Pathways to the Profession: Tyler J. Burrell L’21
Tyler J. Burrell L’21 is an elected Councilman and Vice-President of Council of a New Jersey Township, J.D. Candidate at the University of Pennsylvania Carey Law School, and pursuing a Certificate In Politics at The Fels Institute of Government.
My lifelong goal has always been to work for what I call “the greater good.” In other words, the greater good of society, community, and nation. Perhaps instilled in during my younger days as an Eagle Scout, the passion for helping others is my guiding light.
In 2016, I was first elected to serve as Councilman at Large in Delran Township, New Jersey, representing over 16,000 residents as one of the youngest Councilman in the State of New Jersey. Two years later, my fellow Council members elected me to serve as the Vice-President of Council. Each and every day I serve the greater good of my community, addressing resident concerns from something as simple as missed trash collections to managing the complexities of infrastructure improvements. Although these are not flashy, front-page, headline issues, they impact the daily lives of Delran residents.
During the last three and a half years of my term, I have focused on prioritizing community engagement and comradery by introducing events such as a townwide “Night Out” featuring the first firework display in nearly 20 years and a Winter Festival welcoming in the holiday season.

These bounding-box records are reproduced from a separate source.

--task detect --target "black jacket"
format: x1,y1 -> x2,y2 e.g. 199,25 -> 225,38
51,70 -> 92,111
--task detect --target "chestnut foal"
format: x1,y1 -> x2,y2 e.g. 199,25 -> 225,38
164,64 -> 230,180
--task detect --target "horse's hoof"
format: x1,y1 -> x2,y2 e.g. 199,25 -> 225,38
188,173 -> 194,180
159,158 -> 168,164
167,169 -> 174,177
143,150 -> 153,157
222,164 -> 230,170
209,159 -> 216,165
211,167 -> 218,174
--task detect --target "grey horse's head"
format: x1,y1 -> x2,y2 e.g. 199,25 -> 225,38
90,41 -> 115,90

Governmental work is often unpredictable and challenging, but the COVID-19 pandemic has ushered in an array of unprecedented issues, all in the midst of a lengthy 2021 budget process. The general challenges of budgeting were exacerbated by the financial unknowns of the pandemic, projected tax revenue declines, and ever-changing guidance from the State. After we passed the budget, I focused my resources on organizing a team of volunteers to help neighbors in need of funds to pay bills or help obtaining groceries.

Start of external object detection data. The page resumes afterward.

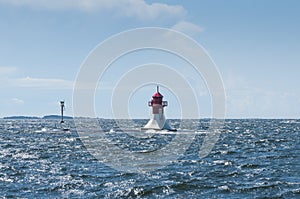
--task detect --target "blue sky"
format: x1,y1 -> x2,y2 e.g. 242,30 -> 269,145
0,0 -> 300,118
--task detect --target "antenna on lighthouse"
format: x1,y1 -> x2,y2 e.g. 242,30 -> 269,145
60,101 -> 65,123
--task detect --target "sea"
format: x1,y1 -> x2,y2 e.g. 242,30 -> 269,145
0,119 -> 300,199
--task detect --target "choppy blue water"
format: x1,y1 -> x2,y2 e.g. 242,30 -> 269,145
0,119 -> 300,198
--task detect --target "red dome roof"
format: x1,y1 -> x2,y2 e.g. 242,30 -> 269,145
152,92 -> 163,97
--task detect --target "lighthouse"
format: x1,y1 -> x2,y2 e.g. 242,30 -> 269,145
142,86 -> 176,131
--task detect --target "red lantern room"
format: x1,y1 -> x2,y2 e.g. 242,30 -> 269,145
148,86 -> 168,114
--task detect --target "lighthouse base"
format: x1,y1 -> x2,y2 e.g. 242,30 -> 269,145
141,115 -> 176,131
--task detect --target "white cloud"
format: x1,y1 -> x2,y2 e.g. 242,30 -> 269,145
172,21 -> 204,35
0,0 -> 186,20
12,77 -> 73,89
11,98 -> 24,105
0,66 -> 17,76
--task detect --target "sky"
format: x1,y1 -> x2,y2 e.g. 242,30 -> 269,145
0,0 -> 300,118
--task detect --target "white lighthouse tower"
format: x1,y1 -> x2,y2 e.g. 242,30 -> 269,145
142,86 -> 176,131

My first term ended in December 2021 and I am honored to be re-elected this year. Again, my young age was a point of contention for the electorate. I believe my age is an asset that allows me to understand issues in a different lens. Most importantly, it has never been more apparent in the face of this unprecedented pandemic and societal change that the value of community and the importance of strong leadership. While there is no single answer to solve the problems we face today, the words of songwriter James Taylor ring more true than ever: “We are bound together by the task that stands before us, and the road that lies ahead.” We need leadership that embodies the notion that while we may have different opinions, we are bound by the same principles. Put aside party politics and focus on the common task – the greater good of society. That is my platform in Delran.

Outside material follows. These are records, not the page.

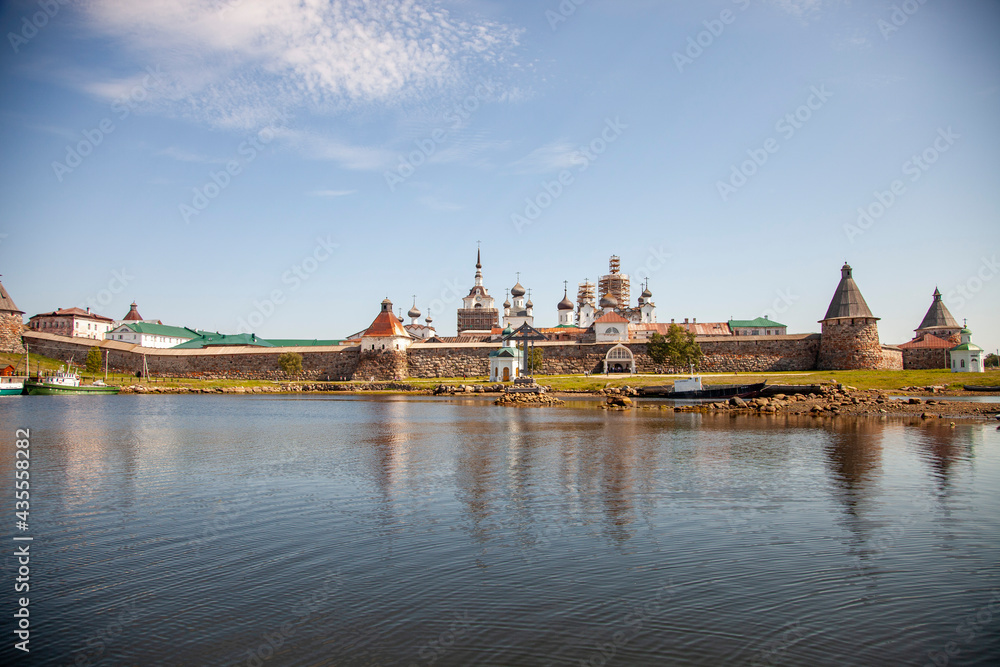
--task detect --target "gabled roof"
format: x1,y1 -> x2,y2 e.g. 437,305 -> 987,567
729,317 -> 787,329
112,322 -> 200,339
916,287 -> 960,331
0,283 -> 24,315
170,331 -> 274,350
267,338 -> 341,347
30,307 -> 114,322
821,262 -> 878,321
629,322 -> 732,336
594,311 -> 628,324
896,334 -> 953,350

The cross-disciplinary opportunities at the Law School are by far my favorite aspect of my legal education. In fact, Penn’s deep commitment to cross-disciplinary was a deciding factor in choosing Penn Law. During the course of my law degree studies, I completed a Certificate in Politics from the Fels Institute of Government, where I took courses in Public Speaking and Government Relations. Law and politics are so intertwined that Penn’s cross-disciplinary studies broaden my understanding of how laws are crafted, how laws impact various communities, and the underpinnings of policy design. Ultimately, the skills I learned at Fels not only compliments my legal training to better advocate for my clients, but sharpens my tools to serve the people of Delran.
Outside of the political spectrum, I am a law clerk at McOmber McOmber & Luber, where I have worked since an internship during my undergraduate studies. During my time with the firm, which represents victims of workplace sexual harassment and discrimination, I have participated in client meetings, mediations, and appellate brief drafting. After graduation, I am thrilled to join the firm’s plaintiff litigation practice.